86 lines (70 loc) · 3.06 KB

Engage Analytics dbt Project

Overview

This is a dbt (data build tool) project for Engage Analytics that transforms healthcare data from various sources into analytical models. The project follows the standard dbt structure with staging, intermediate, and marts layers.

Project Structure

dbt/
├── models/
│   ├── staging/        # Raw data extraction and initial transformations
│   ├── intermediate/    # Business logic and data cleaning
│   ├── marts/          # Final analytical models for consumption
│   │   ├── qr_named/   # Questionnaire response models with readable names
│   │   └── resources/  # FHIR resource models (patient, encounter, etc.)
│   └── sources/        # Source definitions
├── data/              # Seed data files
├── macros/            # Reusable SQL macros and functions
└── profiles.yml       # Database connection configuration

Key Models

Patient Resource (models/marts/resources/patient.sql)

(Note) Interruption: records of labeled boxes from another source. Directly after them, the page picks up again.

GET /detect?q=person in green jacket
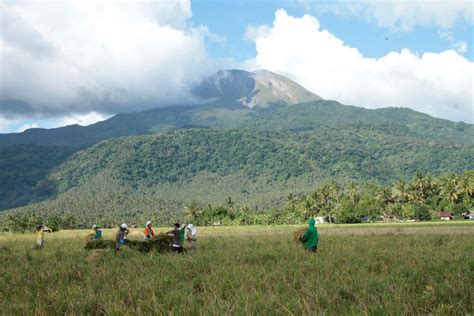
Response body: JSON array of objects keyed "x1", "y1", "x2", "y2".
[
  {"x1": 301, "y1": 218, "x2": 318, "y2": 252},
  {"x1": 179, "y1": 224, "x2": 186, "y2": 247}
]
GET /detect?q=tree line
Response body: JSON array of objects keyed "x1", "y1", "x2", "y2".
[{"x1": 1, "y1": 171, "x2": 474, "y2": 231}]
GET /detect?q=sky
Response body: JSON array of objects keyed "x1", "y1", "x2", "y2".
[{"x1": 0, "y1": 0, "x2": 474, "y2": 133}]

  • Incremental model that tracks patient demographic and administrative data
  • Key fields: id, gender, birth_date, name, phone_number, location_id
  • Joins with encounter tags for practitioner and organization associations

Questionnaire Responses

  • Multiple models in marts/qr_named/ for different questionnaires
  • Registration info captures PII data including names, DOB, addresses, Medicaid numbers
  • Uses macros to pivot questionnaire responses into wide format with readable column names

Database Configuration

  • Database: airbyte
  • Schema: engage_analytics_engage_analytics_mart (for marts)
  • Requires environment variables: DBT_HOST, DBT_DATABASE
  • Uses PostgreSQL with password authentication

Common Commands

# Run all models
cd dbt && DBT_DATABASE=airbyte uv run dbt run --profiles-dir .

# Run specific model
cd dbt && DBT_DATABASE=airbyte uv run dbt run --profiles-dir . --select model_name

# Run seed data
cd dbt && DBT_DATABASE=airbyte uv run dbt seed --profiles-dir .

# Compile models
cd dbt && DBT_DATABASE=airbyte uv run dbt compile --profiles-dir .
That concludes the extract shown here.